Ничего, может, не изменилось бы по большому счету. Но, может, не было бы так трудно, не проваливался бы по колено, по пояс, по верхнюю губу в том месте, где другие проходят посуху, по досточкам, ничего не замечая. «Отлично у тебя вчера посидели!» А у тебя будто собачья морда на шее, продольными колодками сдавлен мозг, некуда бежать. Терпеть и ждать. Убил бы гада!..
Анестезия семьи. Как заклинание: домой! Но нет дома во вселенной. Приюты. Ночлеги. Затерянный в горах хутор. Ночь.

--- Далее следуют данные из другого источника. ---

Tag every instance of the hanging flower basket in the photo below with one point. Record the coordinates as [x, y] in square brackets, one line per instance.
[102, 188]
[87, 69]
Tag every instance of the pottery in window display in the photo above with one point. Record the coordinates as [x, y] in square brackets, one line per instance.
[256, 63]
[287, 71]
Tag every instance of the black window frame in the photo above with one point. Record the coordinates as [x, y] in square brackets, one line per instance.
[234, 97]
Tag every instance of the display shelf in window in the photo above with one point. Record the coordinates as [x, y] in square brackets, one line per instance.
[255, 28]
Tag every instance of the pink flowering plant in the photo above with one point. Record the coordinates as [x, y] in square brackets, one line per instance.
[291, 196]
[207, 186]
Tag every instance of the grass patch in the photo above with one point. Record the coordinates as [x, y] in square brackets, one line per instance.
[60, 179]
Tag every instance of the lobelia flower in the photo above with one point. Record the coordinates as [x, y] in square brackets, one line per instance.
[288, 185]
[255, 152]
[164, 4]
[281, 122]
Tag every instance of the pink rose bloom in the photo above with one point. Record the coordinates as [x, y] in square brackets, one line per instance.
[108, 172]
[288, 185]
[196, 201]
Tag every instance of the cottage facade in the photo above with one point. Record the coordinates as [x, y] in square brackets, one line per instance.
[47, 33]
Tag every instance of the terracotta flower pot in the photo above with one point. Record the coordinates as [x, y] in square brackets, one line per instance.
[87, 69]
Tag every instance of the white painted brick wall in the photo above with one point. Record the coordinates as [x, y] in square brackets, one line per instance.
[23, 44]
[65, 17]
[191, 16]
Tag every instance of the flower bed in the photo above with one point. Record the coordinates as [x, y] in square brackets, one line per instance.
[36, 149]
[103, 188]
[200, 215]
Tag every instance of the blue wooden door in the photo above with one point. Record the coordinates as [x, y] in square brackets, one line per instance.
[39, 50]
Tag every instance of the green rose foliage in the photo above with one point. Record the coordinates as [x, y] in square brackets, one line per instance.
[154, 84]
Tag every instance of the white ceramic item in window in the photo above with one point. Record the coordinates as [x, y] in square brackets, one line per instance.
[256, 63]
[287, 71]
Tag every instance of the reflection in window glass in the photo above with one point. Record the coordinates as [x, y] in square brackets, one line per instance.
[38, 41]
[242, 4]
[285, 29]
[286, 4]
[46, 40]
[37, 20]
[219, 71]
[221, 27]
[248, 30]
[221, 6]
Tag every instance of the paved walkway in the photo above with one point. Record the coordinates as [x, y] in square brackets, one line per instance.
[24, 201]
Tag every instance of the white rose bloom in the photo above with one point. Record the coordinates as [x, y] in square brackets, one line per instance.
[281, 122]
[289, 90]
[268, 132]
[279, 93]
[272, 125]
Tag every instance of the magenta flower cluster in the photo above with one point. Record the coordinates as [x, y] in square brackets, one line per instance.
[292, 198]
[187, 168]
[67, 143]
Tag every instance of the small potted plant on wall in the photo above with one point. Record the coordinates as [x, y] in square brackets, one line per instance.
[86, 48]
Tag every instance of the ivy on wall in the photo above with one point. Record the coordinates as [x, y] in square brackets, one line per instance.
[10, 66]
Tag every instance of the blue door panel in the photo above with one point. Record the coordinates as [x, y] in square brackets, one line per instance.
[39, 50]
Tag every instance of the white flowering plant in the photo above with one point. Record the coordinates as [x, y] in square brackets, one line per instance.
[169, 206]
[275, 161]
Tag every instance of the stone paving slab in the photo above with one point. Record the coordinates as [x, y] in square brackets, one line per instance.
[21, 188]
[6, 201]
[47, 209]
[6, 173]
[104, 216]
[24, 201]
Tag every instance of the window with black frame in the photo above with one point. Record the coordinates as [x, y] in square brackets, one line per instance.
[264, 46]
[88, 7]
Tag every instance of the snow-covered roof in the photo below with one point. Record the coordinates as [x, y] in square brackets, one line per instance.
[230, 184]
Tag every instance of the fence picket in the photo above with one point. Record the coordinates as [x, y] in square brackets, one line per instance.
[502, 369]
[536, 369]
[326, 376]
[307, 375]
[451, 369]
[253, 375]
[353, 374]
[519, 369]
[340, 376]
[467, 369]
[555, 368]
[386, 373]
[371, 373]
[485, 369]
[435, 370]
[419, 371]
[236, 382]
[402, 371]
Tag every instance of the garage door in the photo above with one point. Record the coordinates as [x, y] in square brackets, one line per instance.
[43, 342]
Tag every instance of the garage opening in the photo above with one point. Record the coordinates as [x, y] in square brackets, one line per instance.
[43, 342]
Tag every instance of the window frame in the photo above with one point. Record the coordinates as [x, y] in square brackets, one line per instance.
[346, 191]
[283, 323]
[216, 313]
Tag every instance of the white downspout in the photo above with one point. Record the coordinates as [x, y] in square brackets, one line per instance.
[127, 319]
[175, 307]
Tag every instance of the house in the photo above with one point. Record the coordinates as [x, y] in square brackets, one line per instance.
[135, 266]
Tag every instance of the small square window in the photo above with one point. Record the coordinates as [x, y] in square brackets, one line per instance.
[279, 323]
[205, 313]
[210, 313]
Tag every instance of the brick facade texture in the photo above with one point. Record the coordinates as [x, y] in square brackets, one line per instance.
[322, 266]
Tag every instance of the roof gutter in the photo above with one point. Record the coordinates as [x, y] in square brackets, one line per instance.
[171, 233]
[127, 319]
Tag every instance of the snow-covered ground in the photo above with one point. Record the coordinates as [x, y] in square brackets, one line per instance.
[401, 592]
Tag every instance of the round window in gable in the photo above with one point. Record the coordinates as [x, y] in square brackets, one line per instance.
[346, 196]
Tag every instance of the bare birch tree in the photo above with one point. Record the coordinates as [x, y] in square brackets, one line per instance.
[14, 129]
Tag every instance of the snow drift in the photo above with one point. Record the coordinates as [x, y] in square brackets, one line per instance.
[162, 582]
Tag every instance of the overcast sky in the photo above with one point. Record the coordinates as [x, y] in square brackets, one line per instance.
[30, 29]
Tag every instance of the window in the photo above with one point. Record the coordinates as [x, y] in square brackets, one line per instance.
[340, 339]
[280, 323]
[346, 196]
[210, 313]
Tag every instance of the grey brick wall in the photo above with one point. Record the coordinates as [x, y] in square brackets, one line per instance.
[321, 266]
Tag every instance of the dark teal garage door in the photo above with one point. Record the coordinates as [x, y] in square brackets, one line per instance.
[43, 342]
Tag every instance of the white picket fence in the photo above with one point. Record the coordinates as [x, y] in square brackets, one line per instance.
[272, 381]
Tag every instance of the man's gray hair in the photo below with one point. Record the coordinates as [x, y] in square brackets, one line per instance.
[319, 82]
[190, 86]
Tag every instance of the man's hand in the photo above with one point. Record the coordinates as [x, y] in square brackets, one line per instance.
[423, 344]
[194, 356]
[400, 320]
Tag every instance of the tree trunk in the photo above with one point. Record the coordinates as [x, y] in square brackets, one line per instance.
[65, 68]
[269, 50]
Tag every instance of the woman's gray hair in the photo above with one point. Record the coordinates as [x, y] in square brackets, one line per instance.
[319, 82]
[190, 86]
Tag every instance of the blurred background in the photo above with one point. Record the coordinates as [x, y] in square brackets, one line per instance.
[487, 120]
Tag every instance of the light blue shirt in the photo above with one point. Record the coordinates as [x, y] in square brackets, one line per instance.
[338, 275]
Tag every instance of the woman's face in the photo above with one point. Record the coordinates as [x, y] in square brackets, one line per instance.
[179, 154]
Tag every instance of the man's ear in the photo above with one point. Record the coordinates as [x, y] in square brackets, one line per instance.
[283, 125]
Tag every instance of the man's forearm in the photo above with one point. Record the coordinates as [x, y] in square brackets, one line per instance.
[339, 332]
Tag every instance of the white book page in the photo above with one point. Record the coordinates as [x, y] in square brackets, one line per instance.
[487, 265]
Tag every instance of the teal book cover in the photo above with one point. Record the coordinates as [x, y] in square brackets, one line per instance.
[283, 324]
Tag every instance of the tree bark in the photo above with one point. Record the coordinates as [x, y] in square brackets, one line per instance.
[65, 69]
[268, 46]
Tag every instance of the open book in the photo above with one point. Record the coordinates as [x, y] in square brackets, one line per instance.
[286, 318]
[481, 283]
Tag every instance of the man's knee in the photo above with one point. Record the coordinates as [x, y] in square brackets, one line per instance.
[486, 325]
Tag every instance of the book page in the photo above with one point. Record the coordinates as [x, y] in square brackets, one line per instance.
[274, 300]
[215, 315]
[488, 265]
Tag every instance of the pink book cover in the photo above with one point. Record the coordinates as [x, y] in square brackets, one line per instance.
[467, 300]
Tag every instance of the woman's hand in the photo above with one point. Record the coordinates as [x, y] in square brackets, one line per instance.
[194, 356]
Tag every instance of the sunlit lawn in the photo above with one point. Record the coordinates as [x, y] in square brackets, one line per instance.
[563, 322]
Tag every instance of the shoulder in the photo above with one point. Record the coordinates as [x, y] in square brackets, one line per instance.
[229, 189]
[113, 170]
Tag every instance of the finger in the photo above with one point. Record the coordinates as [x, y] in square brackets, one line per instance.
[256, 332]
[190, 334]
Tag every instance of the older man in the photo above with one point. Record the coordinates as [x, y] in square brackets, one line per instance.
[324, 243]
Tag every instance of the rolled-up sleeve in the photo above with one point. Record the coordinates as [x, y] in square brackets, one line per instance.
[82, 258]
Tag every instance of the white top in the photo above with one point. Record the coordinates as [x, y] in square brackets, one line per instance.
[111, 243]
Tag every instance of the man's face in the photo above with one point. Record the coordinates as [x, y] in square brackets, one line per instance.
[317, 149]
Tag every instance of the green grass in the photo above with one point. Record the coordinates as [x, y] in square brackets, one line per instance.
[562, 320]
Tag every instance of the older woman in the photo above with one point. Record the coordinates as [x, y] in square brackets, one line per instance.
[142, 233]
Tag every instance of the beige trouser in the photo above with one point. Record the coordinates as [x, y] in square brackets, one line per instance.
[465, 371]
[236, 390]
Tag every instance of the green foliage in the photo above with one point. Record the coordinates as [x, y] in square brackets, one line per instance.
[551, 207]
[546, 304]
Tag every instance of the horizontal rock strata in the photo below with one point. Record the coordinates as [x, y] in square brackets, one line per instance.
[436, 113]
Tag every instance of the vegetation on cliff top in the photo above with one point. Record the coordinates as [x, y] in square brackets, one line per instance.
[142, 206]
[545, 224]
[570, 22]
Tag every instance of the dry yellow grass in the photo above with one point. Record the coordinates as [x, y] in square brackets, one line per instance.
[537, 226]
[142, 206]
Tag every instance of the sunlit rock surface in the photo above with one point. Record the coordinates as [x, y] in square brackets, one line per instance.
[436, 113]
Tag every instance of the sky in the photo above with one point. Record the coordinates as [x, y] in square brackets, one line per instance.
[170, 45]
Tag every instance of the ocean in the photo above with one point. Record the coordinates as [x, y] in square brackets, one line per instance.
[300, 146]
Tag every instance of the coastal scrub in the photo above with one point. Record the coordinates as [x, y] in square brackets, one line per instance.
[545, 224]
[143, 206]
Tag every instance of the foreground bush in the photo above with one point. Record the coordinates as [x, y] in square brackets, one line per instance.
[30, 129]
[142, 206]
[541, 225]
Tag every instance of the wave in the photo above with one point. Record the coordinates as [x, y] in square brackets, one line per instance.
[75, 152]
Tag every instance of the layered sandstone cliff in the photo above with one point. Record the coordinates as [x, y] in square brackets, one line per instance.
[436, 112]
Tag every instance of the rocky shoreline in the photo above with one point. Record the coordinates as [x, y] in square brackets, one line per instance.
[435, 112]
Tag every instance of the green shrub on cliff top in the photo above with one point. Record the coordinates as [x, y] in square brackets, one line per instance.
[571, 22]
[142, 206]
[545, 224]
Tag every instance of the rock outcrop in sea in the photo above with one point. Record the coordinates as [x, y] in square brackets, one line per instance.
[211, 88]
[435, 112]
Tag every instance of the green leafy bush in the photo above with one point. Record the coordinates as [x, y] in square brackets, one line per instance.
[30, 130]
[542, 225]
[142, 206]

Надрыва нет тоже. Дети ведь не озлобляются — совсем другое. В них что-то как бы подмораживается, какое-то странное бесчувствие, какой-то кусок льда в груди, который не мешает, он неощутим, и только когда тает и выходит со слезами — больно. Иногда и не выходит. Он ведь не мешает. Почти.
А до того, будто светится в голове у него лампочка, аж из глаз сыплется, он создан для радости и на радость людям — деревянный мальчишка, дурилка картонная, кувыркала. Перед сном:
«Папа, успокой меня, а то сам я не могу успокоиться…»
«Не топчись по лужам!» — «Ну мне топчется и топчется».
Как просто все. Когда уходит порыв, видно становится с одного взгляда — кто под током, а кто отключен.
Варяги приходили и ушли. Бог где-то ждет.
Все неотменимо. Старики уже. Ты давно их простил. Да и вряд ли бы поняли. Для этого надо иметь специфический ранний опыт. Когда-то в детстве.
Пусть даже цена ему — копейка.
А тогда в Никополе, лет сорок назад, ты забирался в угольный ящик во дворе и, сделав из алюминиевой проволоки винт и просунув его в зазор между досками, угрюмо крутил целыми днями — чтобы улететь.
Потом за тобой приехал забирать в Сибирь папка. Есть. Что же сказать ему? Как самое дорогое, чем втайне ты гордился, ты сказал небрежно, что со своими друзьями вы добрасываете заточенные круглые жестянки до самых до высоковольтных проводов. Он сказал, что надрал бы тебе уши и твоим друзьям тоже и сделает это, если увидит. Вот и вся история.
Государственник.
И что бы потом они ни делали. Пока не стали твоими детьми.
Бывало, впрочем. Самое острое однажды в Славянске. Когда он приехал летом ночным поездом и проговорил всю ночь до утра с дедом и бабкой — молодой, веселый, свободный и сильный; ты же не спал на веранде до рассвета, ловя шум голосов, бестолковую энергию каких-то рассказов и суждений, звяканье чайных ложечек, — абсолютно счастливый, умиротворенный, онемевший совершенно от любви, и, если бы знал, что можно плакать, плакал бы.